鈴置:北朝鮮が非核化に応じないと見切ったのです。話し合いで解決できると考えていた時は「人権」まで持ちだすと交渉が複雑になるので控えていた。
 しかしどうせ対話で解決できないのなら、北朝鮮を「許すことのできない敵」に認定したと自国民にも世界にも表明し、圧力を最大限まで強めるつもりでしょう。
 12月14日、トランプ大統領がツイッターで「米朝協議は急がない」と表明したのも、この一環と思います。
 2017年11月の韓国国会演説で、トランプ大統領は北朝鮮の人権状況がいかにひどいかを強調しました。金正恩政権を「共に天をいだけぬ敵」に認定したのです。
 当時はいつ米国が先制攻撃するか、世界がかたずを飲んで見守っていました。その段階に逆戻りしてきたわけです。
 安保専門家が注目した航空事故があります。12月6日午前2時ごろ、米海兵隊のFA18戦闘攻撃機が夜間の給油訓練中にKC130空中給油機と衝突し
 両機とも室戸岬の100キロ沖に墜落した事故です。
 AFPの「高知沖で米軍2機墜落 1人死亡 5人不明 訓練中に接触」(12月7日、日本語版)は米海兵隊の発表を受け「定期訓練中だった」と報じました。
 しかしある専門家は「夜間の給油訓練は最も危険な訓練。相当な必要性があって実施していたに違いない」と首を傾げました。

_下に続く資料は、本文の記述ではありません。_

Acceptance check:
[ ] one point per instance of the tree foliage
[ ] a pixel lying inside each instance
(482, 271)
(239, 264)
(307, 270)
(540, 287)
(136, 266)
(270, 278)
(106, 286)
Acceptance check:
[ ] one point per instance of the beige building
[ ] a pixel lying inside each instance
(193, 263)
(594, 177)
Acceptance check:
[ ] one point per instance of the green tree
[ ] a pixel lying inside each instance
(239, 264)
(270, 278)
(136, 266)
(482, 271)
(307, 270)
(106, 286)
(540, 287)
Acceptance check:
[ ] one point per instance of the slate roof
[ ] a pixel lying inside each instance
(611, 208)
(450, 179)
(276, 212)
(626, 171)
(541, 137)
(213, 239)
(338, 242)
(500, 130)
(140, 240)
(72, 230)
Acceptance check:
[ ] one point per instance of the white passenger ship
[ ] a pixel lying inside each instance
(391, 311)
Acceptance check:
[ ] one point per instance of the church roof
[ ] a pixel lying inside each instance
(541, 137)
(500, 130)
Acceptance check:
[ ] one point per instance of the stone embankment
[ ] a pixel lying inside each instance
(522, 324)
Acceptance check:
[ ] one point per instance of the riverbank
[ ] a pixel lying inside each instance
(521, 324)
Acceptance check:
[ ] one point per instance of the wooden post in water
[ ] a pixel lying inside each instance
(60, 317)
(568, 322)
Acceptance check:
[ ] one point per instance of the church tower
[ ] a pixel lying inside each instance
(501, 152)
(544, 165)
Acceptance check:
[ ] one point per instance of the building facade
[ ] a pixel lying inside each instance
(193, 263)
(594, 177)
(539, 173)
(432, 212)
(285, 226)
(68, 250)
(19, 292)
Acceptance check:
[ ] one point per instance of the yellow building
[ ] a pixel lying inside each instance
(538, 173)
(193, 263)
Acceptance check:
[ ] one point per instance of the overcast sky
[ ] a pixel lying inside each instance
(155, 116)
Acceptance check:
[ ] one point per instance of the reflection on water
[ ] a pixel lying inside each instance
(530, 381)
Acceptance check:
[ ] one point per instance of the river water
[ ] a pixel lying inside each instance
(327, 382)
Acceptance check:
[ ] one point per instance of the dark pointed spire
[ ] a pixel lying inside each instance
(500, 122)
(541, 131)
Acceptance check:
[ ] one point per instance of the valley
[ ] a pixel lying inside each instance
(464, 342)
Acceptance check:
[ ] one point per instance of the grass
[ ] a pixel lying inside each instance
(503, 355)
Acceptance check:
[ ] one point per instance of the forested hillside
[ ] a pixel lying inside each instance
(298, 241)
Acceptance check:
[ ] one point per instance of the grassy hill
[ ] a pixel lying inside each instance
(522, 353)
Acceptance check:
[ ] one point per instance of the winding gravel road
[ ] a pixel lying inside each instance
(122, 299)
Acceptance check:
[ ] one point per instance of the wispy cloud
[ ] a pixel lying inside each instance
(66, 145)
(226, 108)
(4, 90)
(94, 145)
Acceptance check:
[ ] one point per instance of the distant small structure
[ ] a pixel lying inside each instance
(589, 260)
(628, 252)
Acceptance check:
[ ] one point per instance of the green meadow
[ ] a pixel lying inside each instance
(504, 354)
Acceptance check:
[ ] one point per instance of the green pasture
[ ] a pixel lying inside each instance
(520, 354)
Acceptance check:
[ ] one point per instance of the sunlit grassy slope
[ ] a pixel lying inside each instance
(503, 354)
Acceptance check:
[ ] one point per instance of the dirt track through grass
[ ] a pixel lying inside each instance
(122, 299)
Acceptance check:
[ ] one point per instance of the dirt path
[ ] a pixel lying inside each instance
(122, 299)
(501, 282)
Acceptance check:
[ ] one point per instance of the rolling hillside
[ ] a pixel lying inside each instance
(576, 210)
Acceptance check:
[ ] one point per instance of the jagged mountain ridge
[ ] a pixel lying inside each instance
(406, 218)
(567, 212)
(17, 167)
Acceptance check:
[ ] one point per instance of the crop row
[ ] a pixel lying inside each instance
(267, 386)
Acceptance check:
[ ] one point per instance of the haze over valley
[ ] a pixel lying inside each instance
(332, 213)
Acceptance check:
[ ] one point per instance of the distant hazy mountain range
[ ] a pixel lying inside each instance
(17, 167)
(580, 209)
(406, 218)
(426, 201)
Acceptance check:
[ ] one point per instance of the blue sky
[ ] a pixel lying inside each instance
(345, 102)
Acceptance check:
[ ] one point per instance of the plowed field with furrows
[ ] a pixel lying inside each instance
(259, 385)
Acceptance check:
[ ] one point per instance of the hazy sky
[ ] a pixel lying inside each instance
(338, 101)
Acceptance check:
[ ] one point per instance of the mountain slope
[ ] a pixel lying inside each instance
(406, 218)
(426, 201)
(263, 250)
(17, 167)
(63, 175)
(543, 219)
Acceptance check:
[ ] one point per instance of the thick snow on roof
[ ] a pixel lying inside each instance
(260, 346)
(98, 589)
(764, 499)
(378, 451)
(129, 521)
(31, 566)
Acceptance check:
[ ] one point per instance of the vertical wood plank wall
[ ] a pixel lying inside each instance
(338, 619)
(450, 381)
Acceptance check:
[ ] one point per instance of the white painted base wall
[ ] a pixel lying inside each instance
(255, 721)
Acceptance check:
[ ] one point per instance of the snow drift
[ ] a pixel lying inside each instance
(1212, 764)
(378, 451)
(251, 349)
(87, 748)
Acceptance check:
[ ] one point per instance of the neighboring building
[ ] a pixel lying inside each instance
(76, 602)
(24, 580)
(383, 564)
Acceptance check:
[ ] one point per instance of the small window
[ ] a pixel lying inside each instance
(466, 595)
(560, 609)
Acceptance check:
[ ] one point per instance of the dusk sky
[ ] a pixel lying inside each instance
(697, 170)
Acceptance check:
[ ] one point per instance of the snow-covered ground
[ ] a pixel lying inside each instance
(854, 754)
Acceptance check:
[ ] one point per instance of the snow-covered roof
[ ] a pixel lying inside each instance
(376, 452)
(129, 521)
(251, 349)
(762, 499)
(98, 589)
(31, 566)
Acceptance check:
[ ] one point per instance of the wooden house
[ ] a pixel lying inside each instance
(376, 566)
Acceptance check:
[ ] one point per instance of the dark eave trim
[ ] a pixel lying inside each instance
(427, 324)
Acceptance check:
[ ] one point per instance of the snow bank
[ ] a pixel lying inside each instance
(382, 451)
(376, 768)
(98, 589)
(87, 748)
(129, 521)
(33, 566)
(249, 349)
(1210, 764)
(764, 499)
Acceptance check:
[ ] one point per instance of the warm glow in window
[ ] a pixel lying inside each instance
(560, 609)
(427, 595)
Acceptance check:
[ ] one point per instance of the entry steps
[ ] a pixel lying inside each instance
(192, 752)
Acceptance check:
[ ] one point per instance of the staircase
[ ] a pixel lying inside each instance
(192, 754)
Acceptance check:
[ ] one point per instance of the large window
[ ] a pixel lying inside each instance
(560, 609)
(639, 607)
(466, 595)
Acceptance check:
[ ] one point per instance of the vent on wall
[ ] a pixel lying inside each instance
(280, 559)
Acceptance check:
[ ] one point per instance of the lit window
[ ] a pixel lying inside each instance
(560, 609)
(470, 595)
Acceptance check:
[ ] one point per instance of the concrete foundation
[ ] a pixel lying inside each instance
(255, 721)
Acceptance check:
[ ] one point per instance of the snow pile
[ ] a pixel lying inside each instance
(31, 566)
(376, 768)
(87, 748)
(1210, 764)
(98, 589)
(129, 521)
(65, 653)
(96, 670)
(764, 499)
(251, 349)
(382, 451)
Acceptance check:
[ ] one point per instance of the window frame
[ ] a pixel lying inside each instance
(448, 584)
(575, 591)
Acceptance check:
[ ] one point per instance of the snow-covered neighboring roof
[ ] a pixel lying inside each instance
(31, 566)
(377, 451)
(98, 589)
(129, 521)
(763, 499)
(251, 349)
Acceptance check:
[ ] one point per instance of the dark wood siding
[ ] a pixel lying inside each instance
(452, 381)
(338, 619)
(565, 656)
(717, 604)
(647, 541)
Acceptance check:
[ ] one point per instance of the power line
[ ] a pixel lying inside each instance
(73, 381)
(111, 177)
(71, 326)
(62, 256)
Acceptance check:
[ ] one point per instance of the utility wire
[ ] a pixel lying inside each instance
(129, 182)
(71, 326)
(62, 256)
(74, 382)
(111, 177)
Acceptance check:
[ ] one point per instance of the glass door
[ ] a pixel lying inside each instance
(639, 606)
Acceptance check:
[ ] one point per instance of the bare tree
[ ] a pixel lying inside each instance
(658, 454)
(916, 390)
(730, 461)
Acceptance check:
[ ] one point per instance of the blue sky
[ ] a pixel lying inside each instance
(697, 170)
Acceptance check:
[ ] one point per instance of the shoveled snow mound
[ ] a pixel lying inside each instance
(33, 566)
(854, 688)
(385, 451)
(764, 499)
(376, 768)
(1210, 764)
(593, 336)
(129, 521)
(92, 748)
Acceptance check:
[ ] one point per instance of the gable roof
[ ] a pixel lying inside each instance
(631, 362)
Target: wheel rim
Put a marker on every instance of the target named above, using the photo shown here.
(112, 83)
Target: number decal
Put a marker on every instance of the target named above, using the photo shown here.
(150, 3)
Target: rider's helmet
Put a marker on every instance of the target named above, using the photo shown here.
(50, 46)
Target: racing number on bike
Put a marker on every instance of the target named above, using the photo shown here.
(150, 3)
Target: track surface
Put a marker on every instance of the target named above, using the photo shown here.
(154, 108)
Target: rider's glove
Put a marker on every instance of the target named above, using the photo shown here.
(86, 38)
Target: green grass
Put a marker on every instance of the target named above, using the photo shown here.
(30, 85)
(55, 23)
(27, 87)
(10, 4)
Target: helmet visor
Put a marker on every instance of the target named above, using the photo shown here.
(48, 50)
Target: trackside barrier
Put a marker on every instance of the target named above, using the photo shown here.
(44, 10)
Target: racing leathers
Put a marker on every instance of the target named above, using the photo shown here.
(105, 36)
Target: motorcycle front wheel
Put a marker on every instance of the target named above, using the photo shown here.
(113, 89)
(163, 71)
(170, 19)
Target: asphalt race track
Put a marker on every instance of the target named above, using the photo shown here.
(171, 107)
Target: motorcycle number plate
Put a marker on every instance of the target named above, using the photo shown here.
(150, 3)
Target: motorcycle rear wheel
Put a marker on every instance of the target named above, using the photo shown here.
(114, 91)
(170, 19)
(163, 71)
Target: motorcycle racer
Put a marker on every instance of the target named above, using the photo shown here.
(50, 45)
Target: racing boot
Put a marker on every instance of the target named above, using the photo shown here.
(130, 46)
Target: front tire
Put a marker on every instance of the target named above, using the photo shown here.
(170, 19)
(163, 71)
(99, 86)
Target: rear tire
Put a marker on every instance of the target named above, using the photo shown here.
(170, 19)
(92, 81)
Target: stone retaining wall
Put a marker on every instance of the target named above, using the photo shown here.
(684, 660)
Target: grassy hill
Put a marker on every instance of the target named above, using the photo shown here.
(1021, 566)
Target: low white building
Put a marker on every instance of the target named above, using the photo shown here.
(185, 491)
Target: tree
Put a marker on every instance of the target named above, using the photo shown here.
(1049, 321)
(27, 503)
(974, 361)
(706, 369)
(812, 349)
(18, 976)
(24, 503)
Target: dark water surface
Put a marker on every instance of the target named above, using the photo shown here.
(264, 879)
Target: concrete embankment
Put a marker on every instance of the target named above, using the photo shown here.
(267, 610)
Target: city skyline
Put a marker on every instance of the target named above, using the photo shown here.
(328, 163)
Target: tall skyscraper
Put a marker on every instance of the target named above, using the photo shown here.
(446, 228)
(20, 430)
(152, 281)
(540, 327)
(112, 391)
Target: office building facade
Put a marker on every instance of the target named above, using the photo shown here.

 「定期訓練」ではなく「特定の目的があっての訓練」と言うのです。
 墜落した海兵隊のFA18は山口県・岩国基地の所属です。第2次朝鮮戦争が勃発すれば深夜、北朝鮮を真っ先に空爆する部隊と見なされています。
 そしてこの専門家は「空中給油が必要な攻撃目標は北朝鮮以外にない」と断言します。

裏切り者との演習は不要
――北朝鮮を攻撃する訓練をしているということですね。
鈴置:専門家の多くがそう見ています。6月の米朝首脳会談以降、メディアは「融和ムード」を醸し出してきました。
 でも、あの会談では肝心なことは何も決まっていないのです(「から騒ぎに終わった米朝首脳会談」参照)。
 北朝鮮はそもそも、核を放棄するつもりなどない(『米韓同盟消滅』第1章第1節)。
 米国も、ポッテンジャー上級部長が語ったようにそれは初めから分かっている。いつでも戦争モードに戻るでしょうし、戻り始めたと見る専門家が増えている。
――しかし、米国は韓国との合同空軍演習を中止しました。
鈴置:年末に実施する「Vigilant Ace」ですね。ただ、今や「韓国と合同演習をしない」方がきな臭いのです。
 「Vigilant Aceは対北先制攻撃の訓練です。文在寅大統領は「米国が先制攻撃する際は北に通報する」と公言しています(『米韓同盟消滅』第1章第1節)。
 米国にすれば「Vigilant Ace」を実施して裏切り者の韓国に手の内を見せるわけにはいかない。
 そもそも敵と内通する韓国と肩を並べて実戦を戦うことがなくなった以上、合同訓練も不要なのです。